As my earlier projects (particularly the Ministry in a Secular Age series) have sought to show, we are living in a time when it’s much harder to point to, and therefore build communities around, robust articulations of God’s action in the world. The church and its local congregations appear to be in a crisis. We keep interpreting this crisis as the loss of people and resources, but it’s really the radical transformation of belief itself. I contend, and I hope to show, that Pastor Karl Barth saw this in the early twentieth century. What Barth didn’t have was Charles Taylor’s deep description of modernity. Barth intuited much of this, but he didn’t have Taylor’s articulation of the immanent frame in particular (a culturally imposed map or frame we receive from culture that leads us to see things as mostly, if not completely, natural and material). Though Barth didn’t have this language or description, the immanent frame was what Pastor Barth was seeking to address. Barth, through his pastoral ministry, was seeking to offer a new modern pastoral theology that could address the immanent frame. What I’ll do in this book, all-time-travel-like, is import Taylor’s descriptive language from the early twenty-first century back to Karl Barth in the early twentieth. Doing so will no doubt cause some jaggedness, but I’m trusting that it will be helpful. Ultimately, this book hopes to show that Pastor Karl Barth is a modern theologian addressing the immanent frame. Further, I hope that uncovering how Barth made a case for a living God inside this immanent frame can inspire the imagination of pastors and the congregations they lead.

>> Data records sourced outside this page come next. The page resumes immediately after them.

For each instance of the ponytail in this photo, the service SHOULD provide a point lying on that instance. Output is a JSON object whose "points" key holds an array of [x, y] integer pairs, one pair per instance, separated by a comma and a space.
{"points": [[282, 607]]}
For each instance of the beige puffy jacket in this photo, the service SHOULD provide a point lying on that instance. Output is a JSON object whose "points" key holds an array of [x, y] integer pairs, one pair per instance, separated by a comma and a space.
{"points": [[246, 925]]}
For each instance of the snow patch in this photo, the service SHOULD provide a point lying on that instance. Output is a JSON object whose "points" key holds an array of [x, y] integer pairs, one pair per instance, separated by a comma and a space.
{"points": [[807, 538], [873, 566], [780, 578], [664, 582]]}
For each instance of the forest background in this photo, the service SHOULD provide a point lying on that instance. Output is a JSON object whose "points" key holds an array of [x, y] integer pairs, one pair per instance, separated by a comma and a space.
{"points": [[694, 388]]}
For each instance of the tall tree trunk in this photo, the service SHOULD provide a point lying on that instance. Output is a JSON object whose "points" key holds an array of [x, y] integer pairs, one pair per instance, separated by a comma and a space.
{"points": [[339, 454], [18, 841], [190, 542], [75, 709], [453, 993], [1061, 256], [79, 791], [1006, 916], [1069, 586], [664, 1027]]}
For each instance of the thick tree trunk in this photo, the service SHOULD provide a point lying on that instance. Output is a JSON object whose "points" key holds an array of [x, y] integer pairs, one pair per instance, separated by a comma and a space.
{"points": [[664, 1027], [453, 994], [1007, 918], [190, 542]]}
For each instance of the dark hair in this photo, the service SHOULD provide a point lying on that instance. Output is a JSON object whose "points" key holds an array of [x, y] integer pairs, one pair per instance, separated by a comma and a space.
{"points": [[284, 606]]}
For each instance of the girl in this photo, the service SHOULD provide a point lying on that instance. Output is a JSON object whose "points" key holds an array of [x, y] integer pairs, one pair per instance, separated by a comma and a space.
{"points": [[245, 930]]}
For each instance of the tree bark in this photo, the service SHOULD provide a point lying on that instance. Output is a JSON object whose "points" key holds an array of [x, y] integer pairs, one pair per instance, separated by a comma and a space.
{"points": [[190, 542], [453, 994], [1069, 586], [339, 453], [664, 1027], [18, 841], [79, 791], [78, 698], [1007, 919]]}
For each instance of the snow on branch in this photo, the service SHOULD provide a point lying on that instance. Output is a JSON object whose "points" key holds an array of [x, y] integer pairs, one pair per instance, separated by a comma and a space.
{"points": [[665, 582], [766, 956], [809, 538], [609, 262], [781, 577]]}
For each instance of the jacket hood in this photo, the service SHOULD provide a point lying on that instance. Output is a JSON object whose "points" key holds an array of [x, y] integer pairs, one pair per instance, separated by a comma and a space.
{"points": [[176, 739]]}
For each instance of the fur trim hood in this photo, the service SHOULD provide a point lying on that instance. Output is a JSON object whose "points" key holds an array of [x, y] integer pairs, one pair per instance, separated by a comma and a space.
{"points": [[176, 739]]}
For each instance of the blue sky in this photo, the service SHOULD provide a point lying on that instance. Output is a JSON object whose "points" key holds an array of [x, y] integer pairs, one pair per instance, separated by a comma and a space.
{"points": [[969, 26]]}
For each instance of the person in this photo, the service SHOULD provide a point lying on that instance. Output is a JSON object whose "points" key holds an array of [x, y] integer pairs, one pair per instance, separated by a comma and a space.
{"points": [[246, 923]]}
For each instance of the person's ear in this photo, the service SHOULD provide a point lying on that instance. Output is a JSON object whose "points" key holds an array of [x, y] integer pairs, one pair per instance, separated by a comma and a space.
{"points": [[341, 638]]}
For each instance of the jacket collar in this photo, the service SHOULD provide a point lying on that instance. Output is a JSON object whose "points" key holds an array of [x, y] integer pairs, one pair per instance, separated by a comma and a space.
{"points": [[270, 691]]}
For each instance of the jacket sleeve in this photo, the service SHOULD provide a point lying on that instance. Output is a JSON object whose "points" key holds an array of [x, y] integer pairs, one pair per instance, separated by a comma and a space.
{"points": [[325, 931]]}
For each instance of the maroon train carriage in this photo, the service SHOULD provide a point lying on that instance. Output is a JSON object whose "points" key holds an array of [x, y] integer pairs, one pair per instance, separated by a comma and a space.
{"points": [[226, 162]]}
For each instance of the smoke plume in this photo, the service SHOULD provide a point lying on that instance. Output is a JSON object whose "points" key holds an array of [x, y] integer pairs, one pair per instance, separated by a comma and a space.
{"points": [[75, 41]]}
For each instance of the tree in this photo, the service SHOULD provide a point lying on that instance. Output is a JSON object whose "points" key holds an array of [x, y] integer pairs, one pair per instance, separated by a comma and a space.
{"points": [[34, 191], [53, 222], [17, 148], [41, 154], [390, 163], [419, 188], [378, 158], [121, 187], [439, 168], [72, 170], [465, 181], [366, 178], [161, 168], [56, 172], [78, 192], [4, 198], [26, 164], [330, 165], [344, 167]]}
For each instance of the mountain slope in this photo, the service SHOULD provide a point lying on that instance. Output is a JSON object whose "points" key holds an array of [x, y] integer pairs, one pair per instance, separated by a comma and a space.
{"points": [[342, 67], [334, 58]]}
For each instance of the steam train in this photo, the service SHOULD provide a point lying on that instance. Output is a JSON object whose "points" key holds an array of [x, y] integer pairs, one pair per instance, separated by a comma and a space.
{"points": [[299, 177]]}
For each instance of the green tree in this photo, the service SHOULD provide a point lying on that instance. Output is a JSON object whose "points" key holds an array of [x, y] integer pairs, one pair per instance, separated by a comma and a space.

The point of this book is not to offer a case for Karl Barth. The book’s point is not even to make Karl Barth the gravitational center of the project. Instead, I hope that in using Barth’s story I can offer some of my own theological construction. This book is a thought experiment that desires to present a constructive practical ecclesiology that draws inspiration and direction from Barth—not unlike Lin-Manuel Miranda’s objective to not offer a historically defensible case for Alexander Hamilton but instead access Hamilton’s story to push the imagination of his audience. To offer my own constructive ecclesiology, I’ll be putting Barth’s story and thoughts in conversation with others like Erich Fromm and Hartmut Rosa. To be clear, this project is not necessarily intended for those studying Barth but for those pastoring churches in a secular age. My objective in telling Barth’s story is to explore what his theology means for the life of the church in our time and how it gives us a different vision for the church in a secular age framed in immanence.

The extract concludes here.